Women continued applying to expeditions through the heroic era (including to Mawson, Scott and Shackleton) and the mechanical era, with the extraordinary number of 1300 women applying to the proposed British Antarctic Expedition in 1937. None were accepted, and the fact of these applications has been largely forgotten.

Similarly, little was written about 38-year-old mother of six, Ingrid Christensen, and her four journeys to Antarctica in the 1930s, and even less about her female companions. It took longer than I expected to unearth her story. Almost as long as it took me to win the Arts Fellowship. I applied three times before getting the nod, and had a few nerve-racking hitches with the medical, so it was with great excitement that I finally boarded the Aurora Australis in October 2011 and set out for Davis Station.

I wasn’t sure what I expected to find in Antarctica. By that stage I’d been researching Ingrid for a couple of years, and I’d already written a third of my novel based on her travels. I had also been to the Antarctic Peninsula the year before. What would be different about travelling to Ingrid Christensen Land? As it turned out, just about everything.
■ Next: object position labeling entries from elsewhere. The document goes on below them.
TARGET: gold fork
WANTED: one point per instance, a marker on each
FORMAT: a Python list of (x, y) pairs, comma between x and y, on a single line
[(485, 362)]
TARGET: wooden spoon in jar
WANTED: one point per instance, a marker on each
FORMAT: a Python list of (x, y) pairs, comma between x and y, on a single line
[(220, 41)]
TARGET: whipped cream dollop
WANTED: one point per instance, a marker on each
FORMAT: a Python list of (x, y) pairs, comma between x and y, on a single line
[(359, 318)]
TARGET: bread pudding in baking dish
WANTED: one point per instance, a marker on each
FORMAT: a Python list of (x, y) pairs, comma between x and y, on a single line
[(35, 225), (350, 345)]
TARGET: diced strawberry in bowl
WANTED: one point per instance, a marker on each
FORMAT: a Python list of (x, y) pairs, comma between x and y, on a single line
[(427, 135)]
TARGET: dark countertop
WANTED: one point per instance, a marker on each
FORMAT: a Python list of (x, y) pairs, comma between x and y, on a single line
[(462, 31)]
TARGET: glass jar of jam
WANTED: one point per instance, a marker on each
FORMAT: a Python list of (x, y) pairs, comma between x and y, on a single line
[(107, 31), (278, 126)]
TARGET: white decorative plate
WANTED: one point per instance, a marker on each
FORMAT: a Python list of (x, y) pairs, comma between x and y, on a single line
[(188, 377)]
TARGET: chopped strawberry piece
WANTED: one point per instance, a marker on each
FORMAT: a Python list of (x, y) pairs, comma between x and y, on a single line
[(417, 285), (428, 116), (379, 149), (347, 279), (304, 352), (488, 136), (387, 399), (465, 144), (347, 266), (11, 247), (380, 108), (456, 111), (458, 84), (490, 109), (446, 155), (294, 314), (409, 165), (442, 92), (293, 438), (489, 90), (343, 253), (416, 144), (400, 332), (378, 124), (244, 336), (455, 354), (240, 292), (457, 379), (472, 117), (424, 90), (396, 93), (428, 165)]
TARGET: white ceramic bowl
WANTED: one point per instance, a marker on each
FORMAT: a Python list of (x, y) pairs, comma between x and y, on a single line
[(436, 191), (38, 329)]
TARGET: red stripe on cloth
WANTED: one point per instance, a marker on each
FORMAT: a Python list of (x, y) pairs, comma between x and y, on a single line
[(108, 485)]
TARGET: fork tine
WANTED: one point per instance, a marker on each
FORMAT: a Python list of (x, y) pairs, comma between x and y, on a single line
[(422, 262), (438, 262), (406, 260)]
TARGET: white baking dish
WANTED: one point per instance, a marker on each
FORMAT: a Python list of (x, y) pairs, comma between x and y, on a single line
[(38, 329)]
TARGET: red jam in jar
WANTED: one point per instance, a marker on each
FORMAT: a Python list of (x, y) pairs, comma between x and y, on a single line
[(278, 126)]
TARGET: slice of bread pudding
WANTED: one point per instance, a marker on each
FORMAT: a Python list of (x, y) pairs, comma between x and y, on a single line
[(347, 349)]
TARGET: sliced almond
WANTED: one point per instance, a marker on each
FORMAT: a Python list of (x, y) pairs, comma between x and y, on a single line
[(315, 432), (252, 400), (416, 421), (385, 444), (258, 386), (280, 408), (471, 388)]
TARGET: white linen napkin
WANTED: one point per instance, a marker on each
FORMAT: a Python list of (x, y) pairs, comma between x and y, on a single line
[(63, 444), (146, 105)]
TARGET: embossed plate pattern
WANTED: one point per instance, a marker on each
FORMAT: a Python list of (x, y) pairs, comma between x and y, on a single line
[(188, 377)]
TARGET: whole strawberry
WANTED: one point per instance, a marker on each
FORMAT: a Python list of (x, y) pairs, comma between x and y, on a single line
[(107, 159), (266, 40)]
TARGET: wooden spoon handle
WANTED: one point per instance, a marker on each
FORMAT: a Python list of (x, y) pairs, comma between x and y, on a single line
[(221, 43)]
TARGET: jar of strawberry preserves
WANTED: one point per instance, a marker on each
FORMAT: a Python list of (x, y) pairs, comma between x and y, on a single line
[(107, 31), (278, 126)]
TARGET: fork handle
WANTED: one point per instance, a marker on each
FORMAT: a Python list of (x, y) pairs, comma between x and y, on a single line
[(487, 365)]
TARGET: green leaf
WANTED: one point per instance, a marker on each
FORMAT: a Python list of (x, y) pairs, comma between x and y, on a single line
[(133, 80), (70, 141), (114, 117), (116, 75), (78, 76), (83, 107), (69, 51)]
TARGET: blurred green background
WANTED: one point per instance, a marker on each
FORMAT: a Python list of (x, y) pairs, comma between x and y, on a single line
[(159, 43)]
The Arts Fellowship provided me with a round trip and I’m sure I’m not the only Arts Fellow who dreamt of going AWOL and spending a season on the ice. However the six-week voyage turned out to be perfect for my research. When Ingrid travelled to Antarctica four times during the 1930s, she went on the resupply vessel for her husband’s deep sea whaling fleet. Their point of departure was Cape Town and they travelled with fuel, food and supplies for the four factory ships and fleet of catchers working in East Antarctica. The voyage took about six weeks. Sound familiar? Not unlike today’s station resupply voyages.

I had many of the jigsaw pieces of my research assembled. But it wasn’t till I was in Antarctica that I realised being there wasn’t about writing better descriptions of ice. (Possibly the opposite is true — although my descriptions of seasickness now have the ring of authenticity.) It was about comprehending the story of these women’s journeys in the physical landscape in which they took place.

Once the ship arrived at Davis station the Antarctic Division turned on the red carpet treatment, sending me out on a three day escorted field trip to explore the surrounds of the station, including the flagpole marking Caroline Mikkelsen’s landing place. Caroline is widely believed to be the first woman on Antarctica. But work by polar researcher Ian Norman and his colleagues, published in Polar Record in 1998 and 2002, suggested otherwise. And it was there, on a rocky hillside in the middle of an Adélie penguin rookery, with Caroline’s flagpole standing tantalisingly out of reach in the nesting area, the jigsaw pieces came together.

On the way home in the Aurora Australis, I set myself up in a laboratory and wrote like a demon. As on the way down, writing proved a great antidote to seasickness and I hope it infused my novel with the real experience of a voyage to Antarctica. I have since finished the book, which is called Chasing the light.

I came back from the fellowship with an unexpected gift. I spent three days with ‘Stay’ (a fibreglass Guide Dog) on our field trip, and it seemed fitting that a female Guide Dog accompanied me as I followed the nearly invisible traces of the first women to reach Antarctica. However Stay wasn’t content to play second fiddle, and wanted to star in her own book, so I have also written a children’s novel about the last dog in Antarctica, featuring Stay.

JESSE BLACKADDER

Jesse’s novel about Ingrid Christensen, Chasing the light, will be published in February 2013 by HarperCollins and Stay: the last dog in Antarctica, a novel for children 8–11, will be published by ABC Books in July 2013. Jesse won the 2012 Guy Morrison Prize for Literary Journalism for her essay ‘The first woman and the last dog in Antarctica’. Her feature on early women travellers to Antarctica will appear in Australian Geographic in March 2013.